When n < 15 or Shapiro-Wilk rejects normality (p < 0.05), use the Wilcoxon signed-rank test — the non-parametric alternative to the one-sample t-test. It operates on the ranks of |xᵢ − μ₀| rather than raw values, making no distributional assumption.

python

from scipy import stats
import numpy as np

accuracy = np.array([0.82, 0.79, 0.91, 0.85, 0.78, 0.88])
mu0 = 0.80

# Wilcoxon signed-rank test (H₁: median > 0.80)
stat_w, p_w = stats.wilcoxon(accuracy - mu0, alternative='greater')
print(f"Wilcoxon signed-rank: W={stat_w:.1f}, p={p_w:.4f}")

# Compute the differences and their signed ranks manually
diff = accuracy - mu0
abs_diff = np.abs(diff)
ranks = stats.rankdata(abs_diff)
signed_ranks = np.sign(diff) * ranks
print(f"\nDifferences from μ₀=0.80: {np.round(diff, 3)}")
print(f"Ranks of |differences|:    {ranks}")
print(f"Signed ranks:              {signed_ranks}")
print(f"W+ (sum of positive ranks): {signed_ranks[signed_ranks>0].sum():.1f}")

text

Wilcoxon signed-rank: W=18.0, p=0.0469

Differences from μ₀=0.80: [ 0.02 -0.01  0.11  0.05 -0.02  0.08]
Ranks of |differences|:    [2.5  1.   6.   4.   2.5  5. ]
Signed ranks:              [ 2.5 -1.   6.   4.  -2.5  5. ]
W+ (sum of positive ranks): 17.5

The Wilcoxon test yields p = 0.047, just crossing the α = 0.05 threshold — borderline significant. The t-test (p = 0.066) and Wilcoxon disagree here because the fold distributions look slightly heavy-tailed and the t-test's critical value (2.015) is conservative for n=6. With only 6 observations, small differences in assumption sensitivity produce different decisions.

One-Tailed vs Two-Tailed

	One-Tailed (H₁: μ > 0.80)	Two-Tailed (H₁: μ ≠ 0.80)
Critical value (α=0.05, df=5)	t* = 2.015	t* = ±2.571
p-value for t=1.949	0.0657	0.1313
Decision	Fail to reject	Fail to reject
When to use	Direction specified a priori	No prior direction prediction

Two-tailed tests are more conservative (require a larger t to reject) because they split α across both tails. The one-tailed test concentrates all the α in the direction you specified before seeing data.

Multiple Comparisons Warning

This post tests one hypothesis on one dataset.

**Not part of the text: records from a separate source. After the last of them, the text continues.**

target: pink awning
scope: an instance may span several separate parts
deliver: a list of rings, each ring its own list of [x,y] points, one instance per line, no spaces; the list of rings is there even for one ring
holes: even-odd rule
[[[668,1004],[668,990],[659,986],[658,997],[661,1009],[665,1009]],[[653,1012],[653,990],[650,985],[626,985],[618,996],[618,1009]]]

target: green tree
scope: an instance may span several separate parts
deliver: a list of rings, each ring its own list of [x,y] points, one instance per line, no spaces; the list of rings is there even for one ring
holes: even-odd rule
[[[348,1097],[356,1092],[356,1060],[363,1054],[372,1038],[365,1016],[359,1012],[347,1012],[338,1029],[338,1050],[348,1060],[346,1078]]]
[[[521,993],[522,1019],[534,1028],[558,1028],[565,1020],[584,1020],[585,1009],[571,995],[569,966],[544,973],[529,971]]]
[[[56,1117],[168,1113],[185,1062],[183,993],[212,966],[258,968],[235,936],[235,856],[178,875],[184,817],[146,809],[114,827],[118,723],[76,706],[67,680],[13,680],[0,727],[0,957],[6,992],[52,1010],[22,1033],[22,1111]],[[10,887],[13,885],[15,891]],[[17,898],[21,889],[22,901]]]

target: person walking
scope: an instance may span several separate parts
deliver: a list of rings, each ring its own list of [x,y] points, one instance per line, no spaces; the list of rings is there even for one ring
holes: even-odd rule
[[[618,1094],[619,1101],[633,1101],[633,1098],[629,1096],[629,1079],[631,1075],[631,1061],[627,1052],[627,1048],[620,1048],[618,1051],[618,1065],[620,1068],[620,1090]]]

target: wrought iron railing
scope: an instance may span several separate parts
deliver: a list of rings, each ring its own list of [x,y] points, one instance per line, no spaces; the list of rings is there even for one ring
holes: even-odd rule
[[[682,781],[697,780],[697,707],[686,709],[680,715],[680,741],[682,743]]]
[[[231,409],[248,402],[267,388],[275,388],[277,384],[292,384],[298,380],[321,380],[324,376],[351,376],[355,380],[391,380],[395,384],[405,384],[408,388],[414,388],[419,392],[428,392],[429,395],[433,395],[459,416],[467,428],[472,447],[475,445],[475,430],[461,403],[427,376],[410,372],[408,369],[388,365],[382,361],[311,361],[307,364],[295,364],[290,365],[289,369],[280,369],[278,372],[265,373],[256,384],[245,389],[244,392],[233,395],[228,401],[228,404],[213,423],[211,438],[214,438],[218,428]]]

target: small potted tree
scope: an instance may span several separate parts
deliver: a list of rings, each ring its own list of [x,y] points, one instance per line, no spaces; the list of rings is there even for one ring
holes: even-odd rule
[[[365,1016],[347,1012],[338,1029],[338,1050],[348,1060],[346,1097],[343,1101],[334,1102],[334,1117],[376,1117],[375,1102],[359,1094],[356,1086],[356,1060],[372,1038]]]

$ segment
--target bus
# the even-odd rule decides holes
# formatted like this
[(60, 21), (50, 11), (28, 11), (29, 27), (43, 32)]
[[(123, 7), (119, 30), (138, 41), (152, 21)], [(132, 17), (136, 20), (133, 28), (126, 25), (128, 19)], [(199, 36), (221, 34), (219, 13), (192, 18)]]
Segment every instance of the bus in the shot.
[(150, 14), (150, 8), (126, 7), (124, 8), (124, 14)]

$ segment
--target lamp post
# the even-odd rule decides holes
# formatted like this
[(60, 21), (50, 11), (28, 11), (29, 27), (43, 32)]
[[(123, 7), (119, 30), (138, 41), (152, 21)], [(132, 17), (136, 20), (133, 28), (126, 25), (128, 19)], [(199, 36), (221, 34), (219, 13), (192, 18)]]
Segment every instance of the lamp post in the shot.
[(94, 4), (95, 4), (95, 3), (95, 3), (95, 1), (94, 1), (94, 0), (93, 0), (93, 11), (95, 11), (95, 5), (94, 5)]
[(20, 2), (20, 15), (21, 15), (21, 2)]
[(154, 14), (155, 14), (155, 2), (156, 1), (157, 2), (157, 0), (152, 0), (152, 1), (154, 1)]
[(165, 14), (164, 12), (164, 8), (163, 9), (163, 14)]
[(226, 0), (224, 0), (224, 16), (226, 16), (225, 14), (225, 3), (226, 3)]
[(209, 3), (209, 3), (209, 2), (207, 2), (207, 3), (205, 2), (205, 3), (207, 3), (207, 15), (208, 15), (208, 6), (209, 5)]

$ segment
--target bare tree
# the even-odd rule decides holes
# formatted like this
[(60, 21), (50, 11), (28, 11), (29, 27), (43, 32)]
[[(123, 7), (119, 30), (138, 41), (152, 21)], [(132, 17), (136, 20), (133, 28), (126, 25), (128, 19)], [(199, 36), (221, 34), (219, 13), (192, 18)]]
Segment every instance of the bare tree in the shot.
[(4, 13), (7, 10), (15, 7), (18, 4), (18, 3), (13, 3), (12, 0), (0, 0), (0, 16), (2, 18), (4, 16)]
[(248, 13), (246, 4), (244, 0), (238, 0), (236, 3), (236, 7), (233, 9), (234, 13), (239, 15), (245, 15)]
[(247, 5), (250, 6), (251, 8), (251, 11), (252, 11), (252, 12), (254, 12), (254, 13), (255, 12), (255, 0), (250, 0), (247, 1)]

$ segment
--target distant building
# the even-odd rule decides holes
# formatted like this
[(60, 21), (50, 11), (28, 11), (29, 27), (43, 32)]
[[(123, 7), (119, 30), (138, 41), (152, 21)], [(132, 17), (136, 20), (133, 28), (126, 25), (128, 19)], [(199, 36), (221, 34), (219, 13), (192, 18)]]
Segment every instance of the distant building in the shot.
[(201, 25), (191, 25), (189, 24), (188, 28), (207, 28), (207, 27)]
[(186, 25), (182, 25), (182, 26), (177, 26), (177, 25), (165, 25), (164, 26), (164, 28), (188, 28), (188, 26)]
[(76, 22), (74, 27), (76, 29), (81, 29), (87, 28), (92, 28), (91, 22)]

If you had tested 20 metrics (accuracy, precision, recall, AUC, F1, ...) and reported only the significant ones, the expected number of false positives at α=0.05 is 0.05 × 20 = 1. The family-wise error rate for k=20 tests at α=0.05 is 1 − (1−0.05)^20 = 64%. Use Bonferroni correction (α/k) or Benjamini-Hochberg correction when running multiple tests. See the multiple testing post for a full treatment.

Test Your Understanding

The t-test gives p = 0.0657 and the Wilcoxon gives p = 0.047. Your colleague says "the Wilcoxon says the model is significantly better, the t-test says it isn't — the tests contradict each other." Explain why two valid tests can give different p-values on the same data, and what factors should drive the choice of which to use.
Cohen's d = 0.797 (near-large effect) but p = 0.0657 (not significant at α=0.05). Explain how both can be true simultaneously. What would need to change to make this effect statistically significant while keeping d ≈ 0.80?
The power for n=6 is 0.46. This means that if the true effect size is d=0.797, you would fail to detect it 54% of the time. How many CV folds would you need to achieve 80% power? Explain why "more folds" is not always feasible in practice and what you would report to a stakeholder with only 6 folds available.
You compute p = 0.0657 and decide to collect 10 more folds to get a better estimate. After including all 16 folds, p drops to 0.022. Your colleague says "the threshold-crossing at n=16 proves the effect is real." Identify the statistical problem with this sequential testing approach and name the correction methods that address it.
You run the one-sample t-test and get p = 0.04 (just under 0.05). A reviewer asks: "what is the probability that H₀ is true?" State the correct answer, explain why p = 0.04 does not answer that question, and describe what information you would need (beyond the p-value) to estimate P(H₀ is true).